As the people listened to the word that Ezra was reading, they started to cry, because there were things written in God's word that they had not been obeying, things they didn't even know about. For seventy years they had not heard from God's word like this. Many of the people weren't even that old, so they'd never heard these things.
Ezra and Nehemiah told the people to stop crying, because this was a good day. They had heard God's word, and now they knew what it said. It was a good day. So for the rest of the day they celebrated. They ate, and they shared, and they celebrated because they had learned from God.
One of the things that they learned about that they had not been remembering to do was the Festival of Booths (Sukkot), which God had told the Israelites to do every year. In the seventh month they were supposed to gather sticks from the countryside and make temporary shelters, and live in them for a week instead of their regular houses, to remind them of the forty years that their great-great-great-... grandparents lived in tents wandering in the desert, because of their unbelief, when God brought them out of Egypt and into their own land.
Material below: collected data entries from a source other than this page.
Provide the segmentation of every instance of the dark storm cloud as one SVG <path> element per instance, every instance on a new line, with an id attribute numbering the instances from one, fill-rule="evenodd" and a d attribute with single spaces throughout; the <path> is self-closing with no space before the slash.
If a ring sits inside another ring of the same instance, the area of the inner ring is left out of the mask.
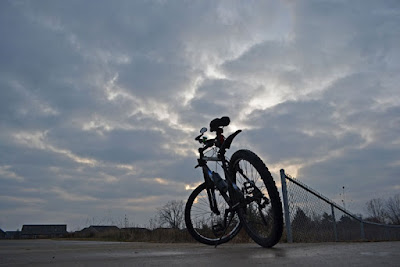
<path id="1" fill-rule="evenodd" d="M 2 228 L 146 224 L 201 182 L 193 138 L 224 115 L 233 150 L 329 197 L 398 190 L 397 1 L 0 7 Z"/>

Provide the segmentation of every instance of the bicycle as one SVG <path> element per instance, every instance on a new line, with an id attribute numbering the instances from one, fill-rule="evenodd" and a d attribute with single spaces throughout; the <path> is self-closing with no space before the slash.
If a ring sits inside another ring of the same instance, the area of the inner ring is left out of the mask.
<path id="1" fill-rule="evenodd" d="M 216 118 L 210 123 L 210 131 L 216 132 L 216 138 L 205 137 L 205 127 L 195 138 L 203 145 L 198 149 L 200 156 L 195 168 L 202 168 L 204 182 L 186 202 L 186 227 L 197 241 L 217 246 L 233 239 L 243 226 L 257 244 L 272 247 L 279 242 L 283 231 L 278 190 L 268 168 L 255 153 L 241 149 L 230 159 L 225 156 L 241 132 L 237 130 L 225 138 L 223 127 L 229 124 L 229 117 Z M 213 155 L 205 156 L 210 151 Z M 225 179 L 210 170 L 209 161 L 222 167 Z"/>

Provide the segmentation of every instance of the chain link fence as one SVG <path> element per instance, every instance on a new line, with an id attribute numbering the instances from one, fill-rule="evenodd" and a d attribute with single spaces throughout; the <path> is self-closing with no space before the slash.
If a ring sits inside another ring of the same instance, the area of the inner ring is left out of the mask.
<path id="1" fill-rule="evenodd" d="M 289 243 L 400 240 L 400 225 L 364 221 L 284 170 L 281 182 Z"/>

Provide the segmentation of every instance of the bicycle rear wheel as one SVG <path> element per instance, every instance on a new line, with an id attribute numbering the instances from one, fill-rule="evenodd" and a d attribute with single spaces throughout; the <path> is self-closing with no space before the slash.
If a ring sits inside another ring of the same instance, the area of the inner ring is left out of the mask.
<path id="1" fill-rule="evenodd" d="M 207 245 L 226 243 L 241 229 L 237 213 L 228 212 L 229 205 L 225 199 L 218 190 L 214 192 L 220 214 L 214 213 L 210 208 L 205 183 L 192 192 L 185 207 L 186 228 L 194 239 Z"/>
<path id="2" fill-rule="evenodd" d="M 244 195 L 244 205 L 238 209 L 243 227 L 260 246 L 274 246 L 282 236 L 283 214 L 271 173 L 249 150 L 238 150 L 232 155 L 230 171 Z"/>

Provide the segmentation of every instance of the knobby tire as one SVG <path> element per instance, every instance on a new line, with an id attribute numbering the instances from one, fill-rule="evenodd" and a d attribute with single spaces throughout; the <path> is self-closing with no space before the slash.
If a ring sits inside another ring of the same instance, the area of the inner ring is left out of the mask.
<path id="1" fill-rule="evenodd" d="M 267 215 L 263 213 L 266 212 L 266 207 L 261 208 L 261 205 L 252 202 L 239 208 L 240 221 L 247 234 L 257 244 L 262 247 L 272 247 L 279 242 L 283 231 L 282 203 L 275 181 L 264 162 L 256 154 L 250 150 L 238 150 L 230 159 L 230 172 L 237 186 L 243 192 L 245 191 L 243 189 L 244 186 L 239 181 L 242 179 L 242 177 L 239 178 L 241 174 L 238 172 L 238 166 L 240 165 L 248 168 L 249 172 L 251 172 L 250 174 L 256 177 L 258 180 L 257 187 L 269 199 Z M 262 183 L 265 187 L 262 186 Z M 258 209 L 254 208 L 257 205 Z M 258 217 L 257 221 L 256 217 Z"/>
The Israelites were supposed to celebrate this holiday every year, but they hadn't been doing it.
So the next day, they went out and started gathering branches and making the shelters.
Application: Obeying God's Word
The Israelites understood that it wasn't enough to just read the Bible and then go about their lives just like they had been. They needed to do what it said. That's still true today: when we study the Bible, we should be looking for things we can apply to our lives. We should do what God's word tells us. We should follow in the footsteps of Ezra, Nehemiah, and the Israelites who listened to God's word and wanted to obey it.
Invitation: Obedience
Invite any children who want to learn to obey God's word to stay after the lesson and discuss it further.